After making this change, the size of the 'wd1' weight matrix (256 x 4096) doesn't match the number of nodes in fc1. You could change the definition of this matrix as follows:
'wd1': tf.Variable(tf.random_normal([12544, 4096])),
...although you may want to modify the other weights, or perform additional pooling to reduce the size of this matrix.
I had a similar issue when using model.fit(..).
Turns out my output_size was defined as 2 while using "binary_crossentropy" as the loss function, when it should have been defined as 1.
Given that you didn't provide an actual code you are using it's hard to exactly say what's wrong.
Here are some general tips for debugging such problems:
Add print(tensor.get_shape()) to the places related to the problem (in your case dense2, out, _weights['out'], _biases['out'] are suspects).
Make sure your matrix multiplications are in right order (e.g. dense2 by _weights['out'], should result in batch_size x 10 matrix).
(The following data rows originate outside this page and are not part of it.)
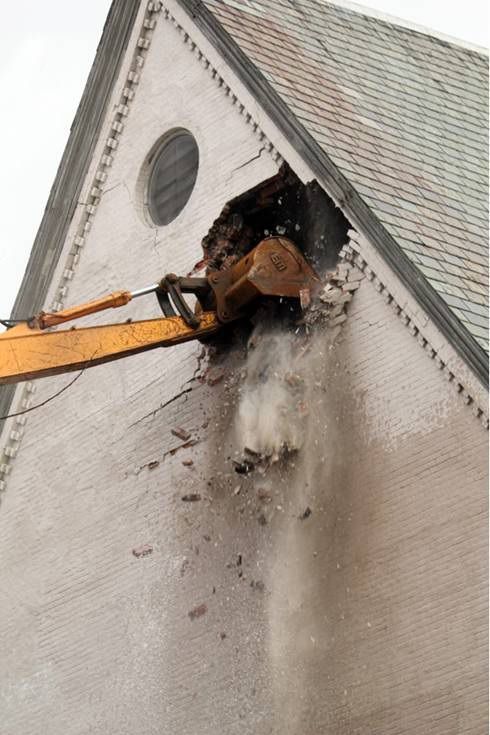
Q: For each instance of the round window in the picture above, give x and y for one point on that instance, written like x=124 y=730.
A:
x=172 y=177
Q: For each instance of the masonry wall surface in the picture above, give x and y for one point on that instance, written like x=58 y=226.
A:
x=367 y=616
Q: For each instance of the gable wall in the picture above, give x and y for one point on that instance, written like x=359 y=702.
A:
x=370 y=613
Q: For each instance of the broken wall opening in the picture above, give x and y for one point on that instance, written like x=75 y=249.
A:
x=281 y=205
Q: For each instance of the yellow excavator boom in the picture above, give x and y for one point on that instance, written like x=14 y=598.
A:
x=274 y=268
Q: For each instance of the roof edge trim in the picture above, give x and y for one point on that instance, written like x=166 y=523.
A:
x=349 y=200
x=72 y=170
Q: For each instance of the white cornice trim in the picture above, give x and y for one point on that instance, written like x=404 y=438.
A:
x=357 y=255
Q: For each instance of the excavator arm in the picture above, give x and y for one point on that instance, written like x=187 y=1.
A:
x=274 y=268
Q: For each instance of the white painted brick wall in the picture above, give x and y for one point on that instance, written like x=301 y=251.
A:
x=372 y=618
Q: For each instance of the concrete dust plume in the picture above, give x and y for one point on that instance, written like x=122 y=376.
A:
x=271 y=411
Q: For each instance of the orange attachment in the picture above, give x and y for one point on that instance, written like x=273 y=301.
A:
x=43 y=320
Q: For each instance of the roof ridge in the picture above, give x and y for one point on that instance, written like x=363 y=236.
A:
x=407 y=25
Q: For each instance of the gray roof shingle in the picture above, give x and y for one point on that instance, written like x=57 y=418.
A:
x=403 y=115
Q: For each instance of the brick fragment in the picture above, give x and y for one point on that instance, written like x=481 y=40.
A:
x=198 y=611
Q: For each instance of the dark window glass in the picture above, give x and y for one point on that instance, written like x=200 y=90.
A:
x=173 y=177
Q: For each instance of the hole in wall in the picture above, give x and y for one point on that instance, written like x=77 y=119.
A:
x=281 y=205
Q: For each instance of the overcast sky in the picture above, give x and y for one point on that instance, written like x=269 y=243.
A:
x=47 y=51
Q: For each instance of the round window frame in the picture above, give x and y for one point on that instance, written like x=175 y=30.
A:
x=149 y=169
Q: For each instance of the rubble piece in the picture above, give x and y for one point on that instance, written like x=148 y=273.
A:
x=244 y=467
x=304 y=298
x=338 y=320
x=342 y=271
x=302 y=408
x=185 y=445
x=191 y=498
x=252 y=452
x=355 y=275
x=294 y=380
x=264 y=495
x=214 y=376
x=144 y=550
x=181 y=434
x=198 y=611
x=351 y=286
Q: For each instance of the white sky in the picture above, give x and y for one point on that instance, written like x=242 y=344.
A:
x=47 y=50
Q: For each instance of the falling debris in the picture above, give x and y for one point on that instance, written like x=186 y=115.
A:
x=181 y=434
x=268 y=423
x=198 y=611
x=191 y=498
x=264 y=495
x=244 y=468
x=214 y=376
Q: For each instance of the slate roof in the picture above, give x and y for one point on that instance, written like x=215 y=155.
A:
x=403 y=115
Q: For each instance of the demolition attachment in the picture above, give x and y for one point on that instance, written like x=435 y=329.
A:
x=274 y=268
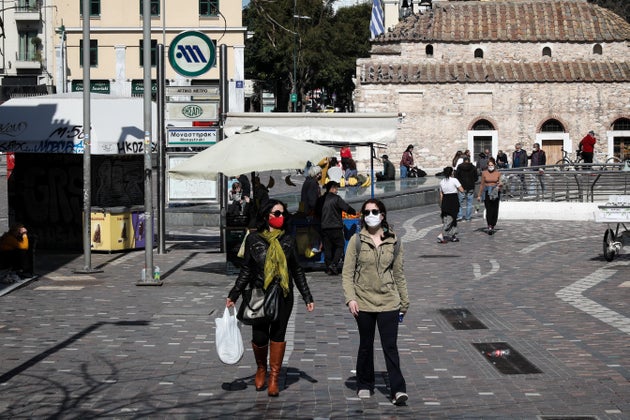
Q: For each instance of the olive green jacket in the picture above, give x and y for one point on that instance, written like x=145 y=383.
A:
x=375 y=280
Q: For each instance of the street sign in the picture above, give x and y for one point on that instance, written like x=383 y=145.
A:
x=206 y=111
x=191 y=54
x=190 y=136
x=206 y=92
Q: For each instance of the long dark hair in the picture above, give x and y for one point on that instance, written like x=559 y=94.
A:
x=387 y=231
x=262 y=222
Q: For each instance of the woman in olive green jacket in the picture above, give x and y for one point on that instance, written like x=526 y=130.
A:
x=375 y=291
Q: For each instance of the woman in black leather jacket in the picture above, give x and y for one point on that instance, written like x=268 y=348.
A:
x=269 y=254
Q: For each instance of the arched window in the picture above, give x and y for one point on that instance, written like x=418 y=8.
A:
x=552 y=126
x=483 y=125
x=621 y=124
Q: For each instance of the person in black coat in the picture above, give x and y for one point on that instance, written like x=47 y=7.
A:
x=270 y=253
x=467 y=176
x=329 y=208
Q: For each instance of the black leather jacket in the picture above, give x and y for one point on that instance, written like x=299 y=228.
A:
x=254 y=264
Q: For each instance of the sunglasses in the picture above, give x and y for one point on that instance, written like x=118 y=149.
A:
x=375 y=212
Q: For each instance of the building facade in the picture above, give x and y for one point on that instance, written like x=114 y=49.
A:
x=116 y=36
x=476 y=75
x=26 y=47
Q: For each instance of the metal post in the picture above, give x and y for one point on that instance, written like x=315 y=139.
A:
x=148 y=278
x=87 y=178
x=294 y=90
x=224 y=106
x=161 y=152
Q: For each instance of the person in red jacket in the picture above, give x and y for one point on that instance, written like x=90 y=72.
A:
x=587 y=145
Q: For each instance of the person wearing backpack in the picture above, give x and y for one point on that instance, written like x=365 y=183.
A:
x=375 y=292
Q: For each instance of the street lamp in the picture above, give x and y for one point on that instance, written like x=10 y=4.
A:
x=295 y=40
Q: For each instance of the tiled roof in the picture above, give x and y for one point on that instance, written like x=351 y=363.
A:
x=511 y=21
x=496 y=72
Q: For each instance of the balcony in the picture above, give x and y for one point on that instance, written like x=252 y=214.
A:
x=27 y=14
x=27 y=61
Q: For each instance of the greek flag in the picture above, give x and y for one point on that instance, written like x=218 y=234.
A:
x=376 y=23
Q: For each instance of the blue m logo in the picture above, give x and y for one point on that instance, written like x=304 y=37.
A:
x=191 y=53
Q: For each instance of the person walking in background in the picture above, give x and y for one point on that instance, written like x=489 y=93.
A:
x=482 y=162
x=457 y=159
x=587 y=147
x=16 y=253
x=519 y=157
x=538 y=156
x=329 y=208
x=490 y=193
x=449 y=204
x=310 y=190
x=467 y=176
x=502 y=162
x=375 y=291
x=389 y=172
x=270 y=253
x=406 y=163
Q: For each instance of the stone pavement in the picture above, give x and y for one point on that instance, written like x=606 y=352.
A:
x=85 y=346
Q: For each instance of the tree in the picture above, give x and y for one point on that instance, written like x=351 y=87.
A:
x=310 y=41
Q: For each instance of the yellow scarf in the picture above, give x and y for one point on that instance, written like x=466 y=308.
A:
x=275 y=261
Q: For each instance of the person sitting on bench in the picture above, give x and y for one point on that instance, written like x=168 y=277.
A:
x=15 y=252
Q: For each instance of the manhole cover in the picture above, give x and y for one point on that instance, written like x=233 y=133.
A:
x=462 y=319
x=507 y=360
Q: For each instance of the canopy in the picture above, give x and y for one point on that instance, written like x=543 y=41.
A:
x=342 y=128
x=250 y=150
x=54 y=124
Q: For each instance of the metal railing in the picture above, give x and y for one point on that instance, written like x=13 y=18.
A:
x=579 y=183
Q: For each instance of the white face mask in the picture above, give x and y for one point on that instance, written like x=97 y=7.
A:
x=373 y=220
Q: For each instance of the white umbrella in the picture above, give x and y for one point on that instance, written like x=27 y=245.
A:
x=250 y=150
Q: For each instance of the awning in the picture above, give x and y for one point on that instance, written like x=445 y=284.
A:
x=54 y=124
x=341 y=128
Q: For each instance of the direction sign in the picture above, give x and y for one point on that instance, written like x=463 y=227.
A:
x=191 y=54
x=190 y=136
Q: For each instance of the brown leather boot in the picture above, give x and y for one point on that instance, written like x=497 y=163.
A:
x=276 y=354
x=260 y=354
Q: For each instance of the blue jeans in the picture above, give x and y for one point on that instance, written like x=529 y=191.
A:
x=466 y=198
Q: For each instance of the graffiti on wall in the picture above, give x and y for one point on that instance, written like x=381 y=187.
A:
x=46 y=193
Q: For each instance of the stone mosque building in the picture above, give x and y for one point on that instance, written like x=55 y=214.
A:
x=487 y=74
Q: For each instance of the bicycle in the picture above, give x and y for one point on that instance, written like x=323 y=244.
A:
x=566 y=163
x=615 y=159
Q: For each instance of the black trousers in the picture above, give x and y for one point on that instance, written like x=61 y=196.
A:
x=492 y=210
x=388 y=330
x=333 y=242
x=274 y=331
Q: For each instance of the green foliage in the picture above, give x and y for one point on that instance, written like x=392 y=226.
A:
x=318 y=45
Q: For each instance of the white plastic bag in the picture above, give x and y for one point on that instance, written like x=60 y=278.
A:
x=228 y=338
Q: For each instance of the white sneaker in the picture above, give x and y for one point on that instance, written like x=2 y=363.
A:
x=364 y=393
x=400 y=399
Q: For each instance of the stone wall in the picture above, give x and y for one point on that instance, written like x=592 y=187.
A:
x=438 y=117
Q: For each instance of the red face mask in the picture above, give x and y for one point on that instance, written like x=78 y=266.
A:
x=276 y=222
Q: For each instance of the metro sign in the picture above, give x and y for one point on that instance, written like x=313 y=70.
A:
x=191 y=54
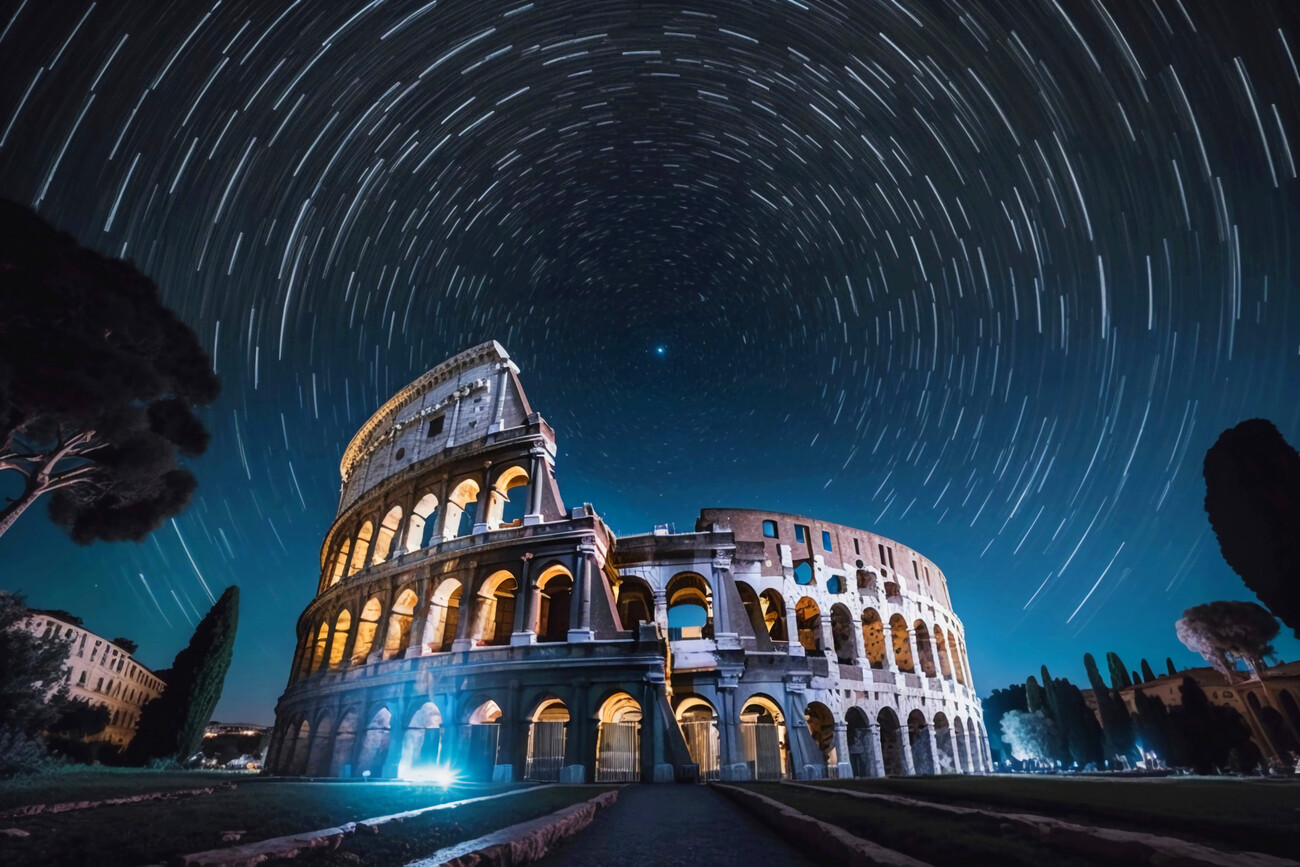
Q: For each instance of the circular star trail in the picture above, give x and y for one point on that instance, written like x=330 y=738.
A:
x=984 y=277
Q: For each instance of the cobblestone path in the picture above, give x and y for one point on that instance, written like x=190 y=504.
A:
x=675 y=824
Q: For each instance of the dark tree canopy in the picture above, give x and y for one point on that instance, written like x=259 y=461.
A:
x=1252 y=497
x=98 y=382
x=172 y=724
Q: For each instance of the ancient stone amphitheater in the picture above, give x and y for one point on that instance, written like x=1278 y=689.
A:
x=468 y=621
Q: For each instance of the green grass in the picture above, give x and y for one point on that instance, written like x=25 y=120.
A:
x=936 y=837
x=1255 y=815
x=152 y=831
x=402 y=842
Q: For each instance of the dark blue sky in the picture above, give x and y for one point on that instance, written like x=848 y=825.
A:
x=984 y=277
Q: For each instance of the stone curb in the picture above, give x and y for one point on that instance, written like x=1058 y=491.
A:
x=1093 y=840
x=832 y=842
x=291 y=845
x=523 y=842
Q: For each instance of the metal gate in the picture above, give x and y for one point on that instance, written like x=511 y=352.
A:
x=702 y=742
x=618 y=754
x=545 y=751
x=761 y=744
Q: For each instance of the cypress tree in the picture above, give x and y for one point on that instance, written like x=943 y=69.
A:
x=172 y=724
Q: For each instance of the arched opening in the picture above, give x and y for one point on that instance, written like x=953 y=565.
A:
x=945 y=666
x=555 y=590
x=421 y=528
x=874 y=637
x=690 y=607
x=774 y=615
x=945 y=761
x=618 y=742
x=546 y=731
x=698 y=725
x=807 y=620
x=861 y=746
x=923 y=649
x=462 y=506
x=918 y=740
x=420 y=744
x=506 y=508
x=362 y=547
x=481 y=737
x=445 y=615
x=341 y=628
x=317 y=761
x=341 y=754
x=822 y=728
x=963 y=759
x=384 y=545
x=399 y=624
x=891 y=742
x=375 y=744
x=762 y=738
x=495 y=615
x=636 y=603
x=841 y=633
x=341 y=562
x=365 y=629
x=901 y=646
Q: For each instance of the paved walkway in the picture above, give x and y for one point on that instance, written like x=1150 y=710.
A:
x=675 y=824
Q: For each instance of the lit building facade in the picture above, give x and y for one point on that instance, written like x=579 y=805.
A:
x=466 y=618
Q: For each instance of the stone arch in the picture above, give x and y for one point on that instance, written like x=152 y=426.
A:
x=345 y=738
x=921 y=632
x=901 y=646
x=462 y=504
x=503 y=508
x=401 y=616
x=555 y=592
x=342 y=625
x=546 y=733
x=386 y=540
x=807 y=620
x=918 y=740
x=891 y=742
x=618 y=740
x=774 y=615
x=375 y=744
x=690 y=606
x=362 y=549
x=421 y=528
x=420 y=742
x=763 y=738
x=365 y=628
x=698 y=723
x=841 y=633
x=874 y=637
x=635 y=602
x=445 y=615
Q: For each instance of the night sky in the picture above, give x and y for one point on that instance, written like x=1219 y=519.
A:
x=987 y=278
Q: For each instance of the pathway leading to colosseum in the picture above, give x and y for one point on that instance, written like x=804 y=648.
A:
x=675 y=824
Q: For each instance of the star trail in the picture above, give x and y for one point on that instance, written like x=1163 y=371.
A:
x=983 y=277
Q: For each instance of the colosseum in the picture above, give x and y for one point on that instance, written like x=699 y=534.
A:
x=468 y=623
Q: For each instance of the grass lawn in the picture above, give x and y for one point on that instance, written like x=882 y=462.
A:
x=150 y=832
x=98 y=784
x=937 y=839
x=419 y=837
x=1255 y=815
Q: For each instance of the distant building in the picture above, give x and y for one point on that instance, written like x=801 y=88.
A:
x=102 y=673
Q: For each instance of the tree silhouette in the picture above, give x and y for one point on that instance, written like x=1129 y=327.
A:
x=1252 y=497
x=98 y=381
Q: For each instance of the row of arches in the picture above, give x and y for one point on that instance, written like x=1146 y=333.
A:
x=501 y=495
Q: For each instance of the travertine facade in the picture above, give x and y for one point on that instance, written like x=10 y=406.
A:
x=102 y=673
x=467 y=619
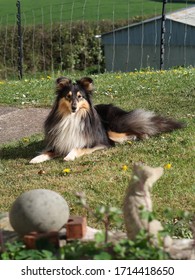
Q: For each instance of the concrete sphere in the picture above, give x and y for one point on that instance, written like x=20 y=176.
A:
x=39 y=210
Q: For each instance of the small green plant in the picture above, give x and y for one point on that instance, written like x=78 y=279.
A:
x=17 y=251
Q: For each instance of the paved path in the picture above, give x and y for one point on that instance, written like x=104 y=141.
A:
x=16 y=123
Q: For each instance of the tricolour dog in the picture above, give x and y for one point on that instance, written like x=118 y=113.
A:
x=75 y=127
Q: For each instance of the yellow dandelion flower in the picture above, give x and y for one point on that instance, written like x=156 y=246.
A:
x=66 y=170
x=168 y=166
x=124 y=167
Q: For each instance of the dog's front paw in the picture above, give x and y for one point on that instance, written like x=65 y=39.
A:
x=71 y=156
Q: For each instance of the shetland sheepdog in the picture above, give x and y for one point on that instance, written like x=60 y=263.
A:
x=75 y=127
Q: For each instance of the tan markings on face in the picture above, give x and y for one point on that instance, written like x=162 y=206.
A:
x=83 y=104
x=69 y=94
x=79 y=95
x=64 y=107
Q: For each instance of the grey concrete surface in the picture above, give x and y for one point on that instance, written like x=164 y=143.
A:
x=16 y=123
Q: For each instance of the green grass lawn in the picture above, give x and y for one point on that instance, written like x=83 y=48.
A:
x=47 y=11
x=101 y=176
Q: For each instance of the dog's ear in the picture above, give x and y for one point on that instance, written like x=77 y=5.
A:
x=86 y=83
x=62 y=83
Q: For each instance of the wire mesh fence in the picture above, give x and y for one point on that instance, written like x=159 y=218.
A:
x=66 y=36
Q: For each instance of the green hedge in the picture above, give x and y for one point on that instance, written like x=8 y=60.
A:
x=67 y=46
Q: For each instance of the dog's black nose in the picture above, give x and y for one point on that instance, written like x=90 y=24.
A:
x=74 y=109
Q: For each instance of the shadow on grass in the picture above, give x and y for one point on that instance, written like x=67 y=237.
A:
x=21 y=150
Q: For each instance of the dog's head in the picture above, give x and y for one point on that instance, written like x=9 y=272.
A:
x=73 y=97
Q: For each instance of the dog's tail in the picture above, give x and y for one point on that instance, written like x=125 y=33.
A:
x=146 y=123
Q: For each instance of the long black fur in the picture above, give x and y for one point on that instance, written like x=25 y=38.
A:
x=74 y=123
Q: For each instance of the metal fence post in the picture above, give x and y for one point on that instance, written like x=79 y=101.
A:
x=162 y=40
x=20 y=53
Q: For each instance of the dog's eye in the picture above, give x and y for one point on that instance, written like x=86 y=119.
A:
x=68 y=96
x=79 y=96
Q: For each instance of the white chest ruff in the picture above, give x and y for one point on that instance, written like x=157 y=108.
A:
x=69 y=134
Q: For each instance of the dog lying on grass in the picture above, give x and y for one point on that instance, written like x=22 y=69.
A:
x=75 y=127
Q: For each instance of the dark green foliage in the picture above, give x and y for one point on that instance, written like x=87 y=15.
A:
x=66 y=46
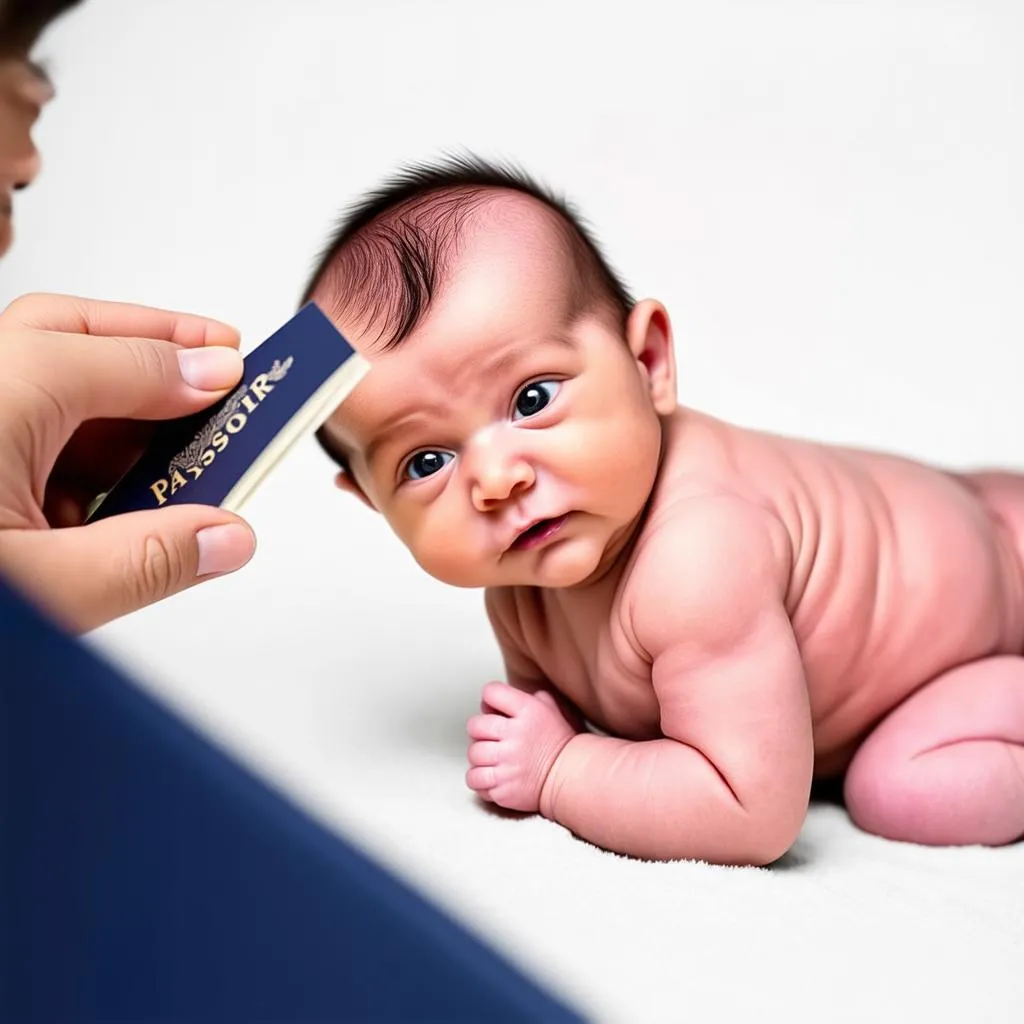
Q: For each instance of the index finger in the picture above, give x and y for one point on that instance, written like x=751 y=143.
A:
x=73 y=314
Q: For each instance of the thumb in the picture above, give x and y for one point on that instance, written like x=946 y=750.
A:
x=87 y=576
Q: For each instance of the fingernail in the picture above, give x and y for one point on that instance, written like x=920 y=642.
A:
x=211 y=369
x=224 y=548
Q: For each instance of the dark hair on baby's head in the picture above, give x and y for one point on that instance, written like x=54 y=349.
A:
x=23 y=22
x=388 y=254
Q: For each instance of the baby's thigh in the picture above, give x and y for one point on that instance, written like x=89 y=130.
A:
x=1001 y=495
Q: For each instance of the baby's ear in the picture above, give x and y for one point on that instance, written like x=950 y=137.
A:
x=648 y=334
x=345 y=481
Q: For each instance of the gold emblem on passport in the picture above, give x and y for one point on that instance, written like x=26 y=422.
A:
x=246 y=399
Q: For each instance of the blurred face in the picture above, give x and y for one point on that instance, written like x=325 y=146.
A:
x=505 y=442
x=25 y=90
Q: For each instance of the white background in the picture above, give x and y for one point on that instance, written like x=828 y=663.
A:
x=827 y=197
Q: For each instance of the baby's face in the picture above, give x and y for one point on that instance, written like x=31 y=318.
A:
x=504 y=443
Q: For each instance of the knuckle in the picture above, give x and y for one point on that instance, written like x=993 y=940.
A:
x=25 y=307
x=146 y=357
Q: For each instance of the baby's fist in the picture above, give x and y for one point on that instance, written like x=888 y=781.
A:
x=513 y=744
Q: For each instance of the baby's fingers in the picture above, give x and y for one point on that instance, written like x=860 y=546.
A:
x=504 y=698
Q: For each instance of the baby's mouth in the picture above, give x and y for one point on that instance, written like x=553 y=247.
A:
x=539 y=534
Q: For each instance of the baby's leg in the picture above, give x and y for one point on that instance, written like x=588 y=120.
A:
x=946 y=767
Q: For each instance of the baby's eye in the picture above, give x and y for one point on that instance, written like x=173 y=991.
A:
x=534 y=397
x=426 y=463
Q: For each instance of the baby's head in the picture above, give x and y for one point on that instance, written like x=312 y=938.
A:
x=510 y=430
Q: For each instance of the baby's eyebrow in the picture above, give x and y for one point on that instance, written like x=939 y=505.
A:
x=517 y=353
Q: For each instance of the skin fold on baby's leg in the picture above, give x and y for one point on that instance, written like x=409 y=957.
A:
x=946 y=767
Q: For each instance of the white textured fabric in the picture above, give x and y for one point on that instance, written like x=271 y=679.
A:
x=827 y=197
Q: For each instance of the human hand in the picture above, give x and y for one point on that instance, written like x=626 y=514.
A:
x=76 y=378
x=514 y=742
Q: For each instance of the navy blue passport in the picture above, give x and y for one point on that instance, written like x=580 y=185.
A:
x=291 y=384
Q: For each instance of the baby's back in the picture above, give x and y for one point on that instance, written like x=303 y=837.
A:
x=898 y=570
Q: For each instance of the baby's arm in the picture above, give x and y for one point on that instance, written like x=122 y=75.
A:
x=729 y=782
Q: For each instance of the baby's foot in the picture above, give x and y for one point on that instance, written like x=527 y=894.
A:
x=513 y=744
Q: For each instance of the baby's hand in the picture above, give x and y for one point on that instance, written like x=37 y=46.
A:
x=513 y=744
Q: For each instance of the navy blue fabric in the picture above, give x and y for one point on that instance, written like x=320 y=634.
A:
x=147 y=877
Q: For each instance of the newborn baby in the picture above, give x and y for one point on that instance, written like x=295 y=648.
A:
x=695 y=620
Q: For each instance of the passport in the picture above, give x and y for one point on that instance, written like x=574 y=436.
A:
x=291 y=384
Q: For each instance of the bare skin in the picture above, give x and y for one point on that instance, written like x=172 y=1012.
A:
x=735 y=612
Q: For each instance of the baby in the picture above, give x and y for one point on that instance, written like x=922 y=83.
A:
x=696 y=621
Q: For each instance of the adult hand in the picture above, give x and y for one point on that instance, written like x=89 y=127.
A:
x=76 y=379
If you modified the code in AlexNet you linked, you probably have changed next lines:
dense1 = tf.reshape(norm3, [-1, _weights['wd1'].get_shape().as_list()[0]]) # Reshape conv3 output to fit dense layer input
dense1 = tf.nn.relu(tf.matmul(dense1, _weights['wd1']) + _biases['bd1'], name='fc1') # Relu activation
dense2 = tf.nn.relu(tf.matmul(dense1, _weights['wd2']) + _biases['bd2'], name='fc2') # Relu activation
out = tf.matmul(dense2, _weights['out']) + _biases['out']
Probably shape of dense2 is [49, 1024] in your case. You can check by adding a print dense2.get_shape(). You should prints for shapes for all the tensors until you find one that gets 49. I can only guess what you changed, but it can be one of reshapes.
This issue is because your class variable and label is not matching.
ex:-
In your code, You declared class variable as 10
But label might not be 10.
Once you made your class variable and label same dimension. This issue will be resolved.